22Du côté de la SFIO, la collaboration gouvernementale avec le MRP met à rude épreuve l’âme laïque des députés. Le MRP fait plusieurs tentatives qui sont vues par les socialistes comme des entorses à la laïcité et qui sont durement combattues, mettant à chaque occasion en péril l’équilibre gouvernemental. La question demeure en effet centrale pour de nombreux militants qui n’hésitent pas à réprimander le parti lorsqu’il leur semble s’éloigner d’un strict respect de la laïcité42. Ainsi, Daniel Mayer, alors à la tête du parti, prie Yves Dechezelles de demander des comptes aux quelques députés du groupe qui n’ont pas participé à un vote sur les crédits des écoles privées. Il ajoute : « Ils sont peu nombreux. Mais je crois qu’il serait bon d’avoir à l’avance des éléments de réponse aux questions que ne manqueront pas de nous poser ceux de nos militants qui s’intéressent à ces problèmes »43. De même, Jules Moch évoque dans ses mémoires un vote, pendant le gouvernement de Félix Gouin, provoqué par Pierre-Henri Teitgen et Maurice Schumann, visant à « rétablir l’enseignement religieux dans les écoles et la liberté totale de l’enseignement. Ces textes auraient entraîné ma démission s’ils avaient été votés ; mais ils sont repoussés »44. Cela montre la dimension identitaire que revêt la laïcité pour une partie des militants de la SFIO. La question laïque, avec celle des crédits militaires, est d’ailleurs celle qui provoque le plus de tensions avec les partenaires gouvernementaux des socialistes pendant toute la période.
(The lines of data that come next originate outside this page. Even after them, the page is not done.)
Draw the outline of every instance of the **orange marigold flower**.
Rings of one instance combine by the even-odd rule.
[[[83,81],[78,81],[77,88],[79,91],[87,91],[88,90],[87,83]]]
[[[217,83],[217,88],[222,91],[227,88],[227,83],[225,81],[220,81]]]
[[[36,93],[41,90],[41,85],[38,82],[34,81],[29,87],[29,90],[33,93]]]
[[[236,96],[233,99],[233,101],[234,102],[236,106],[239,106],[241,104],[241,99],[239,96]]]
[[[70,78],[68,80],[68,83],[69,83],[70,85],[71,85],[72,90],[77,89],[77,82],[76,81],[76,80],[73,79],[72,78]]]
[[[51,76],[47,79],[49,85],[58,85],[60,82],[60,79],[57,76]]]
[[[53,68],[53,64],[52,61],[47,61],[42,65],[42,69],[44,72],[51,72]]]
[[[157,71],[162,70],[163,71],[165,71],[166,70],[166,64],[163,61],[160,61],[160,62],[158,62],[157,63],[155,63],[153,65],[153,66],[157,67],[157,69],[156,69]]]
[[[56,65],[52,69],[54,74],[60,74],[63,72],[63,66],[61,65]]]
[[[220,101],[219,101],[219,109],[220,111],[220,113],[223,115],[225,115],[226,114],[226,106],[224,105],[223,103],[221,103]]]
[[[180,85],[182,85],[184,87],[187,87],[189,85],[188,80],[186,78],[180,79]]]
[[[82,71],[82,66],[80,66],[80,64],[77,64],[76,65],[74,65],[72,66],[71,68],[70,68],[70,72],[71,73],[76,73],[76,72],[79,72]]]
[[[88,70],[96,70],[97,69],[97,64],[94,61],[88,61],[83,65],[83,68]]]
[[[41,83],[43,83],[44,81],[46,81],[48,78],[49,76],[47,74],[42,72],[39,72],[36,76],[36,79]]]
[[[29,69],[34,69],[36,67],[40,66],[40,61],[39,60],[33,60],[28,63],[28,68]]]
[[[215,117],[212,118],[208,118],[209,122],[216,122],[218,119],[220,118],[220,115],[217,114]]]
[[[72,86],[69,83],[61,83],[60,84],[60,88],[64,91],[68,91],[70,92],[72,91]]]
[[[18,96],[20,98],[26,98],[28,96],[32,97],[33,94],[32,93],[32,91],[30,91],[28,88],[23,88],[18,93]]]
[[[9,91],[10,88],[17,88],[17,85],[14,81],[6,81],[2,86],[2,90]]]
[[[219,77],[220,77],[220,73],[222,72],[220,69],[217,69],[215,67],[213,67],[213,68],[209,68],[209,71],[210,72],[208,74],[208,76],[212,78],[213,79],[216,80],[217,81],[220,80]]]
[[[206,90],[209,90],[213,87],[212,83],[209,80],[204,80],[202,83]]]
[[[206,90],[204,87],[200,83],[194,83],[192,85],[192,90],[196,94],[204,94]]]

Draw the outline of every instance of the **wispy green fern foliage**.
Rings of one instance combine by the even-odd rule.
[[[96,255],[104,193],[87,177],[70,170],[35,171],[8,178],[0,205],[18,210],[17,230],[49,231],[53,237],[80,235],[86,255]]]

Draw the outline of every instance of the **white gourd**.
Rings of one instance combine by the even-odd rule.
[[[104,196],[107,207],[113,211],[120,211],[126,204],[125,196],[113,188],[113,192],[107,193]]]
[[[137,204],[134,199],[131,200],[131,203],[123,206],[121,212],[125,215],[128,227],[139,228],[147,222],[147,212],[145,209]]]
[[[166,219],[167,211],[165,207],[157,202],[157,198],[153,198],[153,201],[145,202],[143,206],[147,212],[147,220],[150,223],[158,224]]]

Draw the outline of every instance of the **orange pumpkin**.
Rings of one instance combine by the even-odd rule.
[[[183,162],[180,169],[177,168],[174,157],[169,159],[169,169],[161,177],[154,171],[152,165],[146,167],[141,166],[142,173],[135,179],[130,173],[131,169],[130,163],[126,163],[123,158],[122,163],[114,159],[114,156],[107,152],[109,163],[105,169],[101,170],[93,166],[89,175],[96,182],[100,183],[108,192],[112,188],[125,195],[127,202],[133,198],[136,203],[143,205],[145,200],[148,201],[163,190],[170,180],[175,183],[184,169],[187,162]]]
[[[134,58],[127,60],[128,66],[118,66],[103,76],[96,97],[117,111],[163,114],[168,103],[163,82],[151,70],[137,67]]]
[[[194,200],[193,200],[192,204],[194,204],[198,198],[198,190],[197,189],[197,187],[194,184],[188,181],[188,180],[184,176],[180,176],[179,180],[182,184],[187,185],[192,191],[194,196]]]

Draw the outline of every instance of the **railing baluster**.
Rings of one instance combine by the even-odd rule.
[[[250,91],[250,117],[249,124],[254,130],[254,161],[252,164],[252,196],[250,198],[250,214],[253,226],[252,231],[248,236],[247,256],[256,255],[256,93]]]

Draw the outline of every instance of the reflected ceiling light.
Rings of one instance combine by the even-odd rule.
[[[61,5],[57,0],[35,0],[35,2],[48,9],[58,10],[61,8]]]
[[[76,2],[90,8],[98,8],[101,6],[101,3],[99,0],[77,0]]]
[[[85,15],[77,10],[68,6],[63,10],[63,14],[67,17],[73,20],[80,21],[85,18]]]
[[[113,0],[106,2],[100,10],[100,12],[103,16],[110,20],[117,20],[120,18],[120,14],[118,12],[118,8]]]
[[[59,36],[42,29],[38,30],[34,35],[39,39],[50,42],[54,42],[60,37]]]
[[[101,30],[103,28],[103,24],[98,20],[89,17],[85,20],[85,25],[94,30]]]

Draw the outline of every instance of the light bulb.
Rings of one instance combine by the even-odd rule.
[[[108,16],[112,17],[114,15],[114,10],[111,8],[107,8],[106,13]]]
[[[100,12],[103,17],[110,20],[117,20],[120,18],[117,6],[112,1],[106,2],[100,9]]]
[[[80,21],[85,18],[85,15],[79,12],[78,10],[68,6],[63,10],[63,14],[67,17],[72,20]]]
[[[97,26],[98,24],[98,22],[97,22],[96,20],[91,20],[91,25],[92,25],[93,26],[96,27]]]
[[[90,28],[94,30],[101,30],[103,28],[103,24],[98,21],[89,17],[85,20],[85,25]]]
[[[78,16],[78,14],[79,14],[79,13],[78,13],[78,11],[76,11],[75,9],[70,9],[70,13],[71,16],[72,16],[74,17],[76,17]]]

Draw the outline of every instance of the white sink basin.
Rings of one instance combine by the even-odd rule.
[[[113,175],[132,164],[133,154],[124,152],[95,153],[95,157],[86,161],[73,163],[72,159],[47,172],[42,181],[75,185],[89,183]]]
23L’affaire la plus emblématique demeure celle qui éclate en mai 1948 autour du décret Poinso-Chapuis, du nom de la ministre MRP de la Santé, première femme ministre de plein exercice de l’histoire de la République45. Le décret prévoit d’accorder des subventions aux associations d’aides aux élèves des écoles privées, ce qui revient à financer indirectement ces dernières. Cela conduit à de violents débats qui font vaciller le Gouvernement de Robert Schuman, accusé par la gauche de favoriser l’enseignement confessionnel46. C’est un casus belli au sein de la majorité comme en témoigne la démission d’Édouard Depreux, ministre de l’Éducation nationale, qui quitte les bancs du gouvernement en pleine séance pour retourner siéger avec le groupe socialiste. Si la crise est finalement évitée – et la démission de Depreux retirée – le débat divise la majorité et le gouvernement Schuman tombe en juillet, lâché par les socialistes, même si c’est officiellement pour des raisons tenant aux crédits militaires47. Germaine Poinso-Chapuis, à qui Robert Schuman avait pourtant imposé le décret, en paye les conséquences et est évincée du futur gouvernement, non sans avoir essuyé des attaques misogynes48. Maurice Deixonne, rapporteur du texte, y gagne, quant à lui, une solide réputation de défenseur de la laïcité, qui lui vaut des lettres enthousiastes de militants le félicitant d’avoir tenu bon contre « les chevaliers du goupillon »49. Le député du Tarn continue d’ailleurs dans cette voie dans les mois suivants, comme le montrent les différentes questions écrites qu’il adresse à des membres du gouvernement pour s’assurer d’un strict respect de la laïcité50.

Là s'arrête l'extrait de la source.